Emma Horst-Martz, who works with Pennsylvania’s PIRG branch, said it’s unethical for merchants to take advantage of an ongoing crisis.
“It’s wrong for companies to engage in price-gouging at a time when people have enough to worry about,” Horst-Martz said. “We believe they have the ability to stop it and protect consumers at such a vulnerable moment.”
Pennsylvania—like many other states—already has legislation controlling price inflation amidst emergencies.
Pennsylvania, says The Philadelphia Inquirer, limits price increases to no “more than 20% above the average price of a good sold in the week before” an official declaration of emergency. In neighboring New Jersey, the cap’s lower, at 10%, with the legislation only excepting price increases caused by higher production costs.
Farther afield, in Texas, Attorney General Ken Paxton said there’ve been more than 300 price-gouging complaints in San Antonio’s Bexar County alone.

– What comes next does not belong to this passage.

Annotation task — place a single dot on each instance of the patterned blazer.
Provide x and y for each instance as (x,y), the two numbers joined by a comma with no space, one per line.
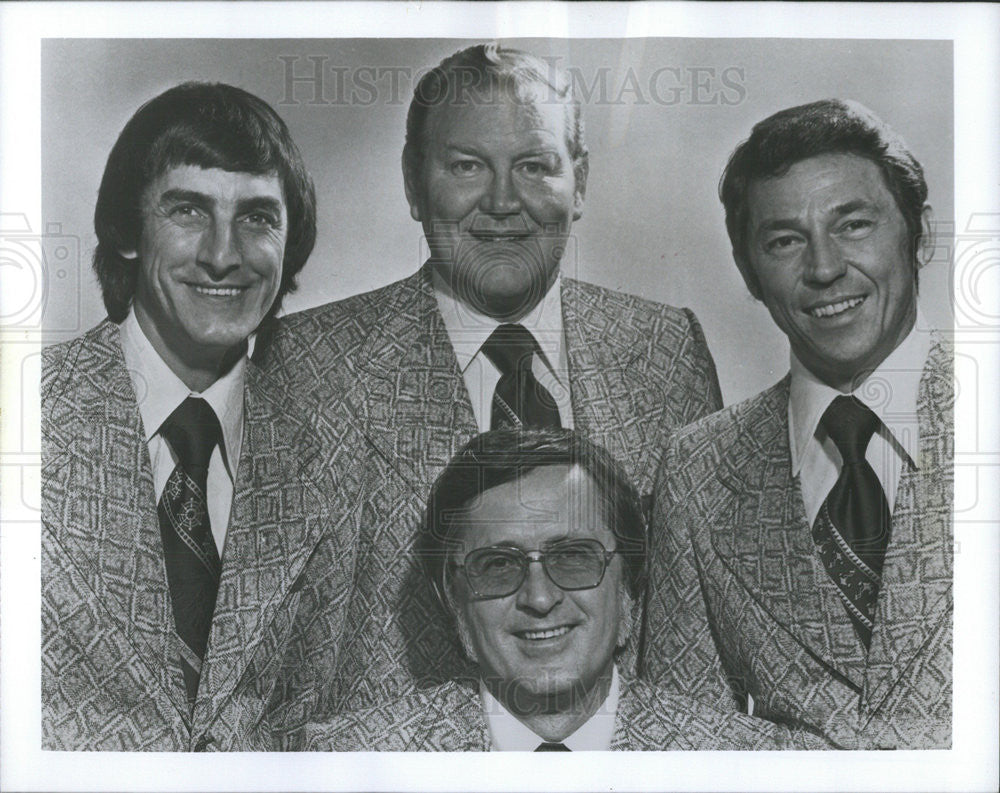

“Any person or business selling goods must be aware that they are prohibited by law from engaging in price gouging if they unreasonably raise the cost of necessary supplies at any point during a declared disaster,” Paxton said. “My office will work aggressively to prevent disaster scams and stands ready to prosecute any price-gouger who takes advantage of those taking precautions and looking for safety and supplies.”
In Texas, complaints have related not only to sanitary supplies but food staples like meat, eggs, and milk. One Bexar County consumer, for instance, reported meat mark-ups exceeding 100% at a San Antonio supermarket; others said Clorox packs were approaching $70. And—in one particularly unusual example—a gun store was refusing to sell ammunition to anyone unwilling to buy a firearm along with it.
While most price-gouging investigations have yet to punish violators, Michigan’s attorney general recently announced several settlements. On Wednesday, state Attorney General Dana Nessel said her office received an Assurance of Voluntary Compliance from a Hillsdale, MI, man who’d accrued $6,000 in profit from marked-up face masks.
As part of the AVC agreement, the man paid the A.G.’s office $6,000 in investigation recompense, plus an additional $100 to the victim who’d tipped off Nessel.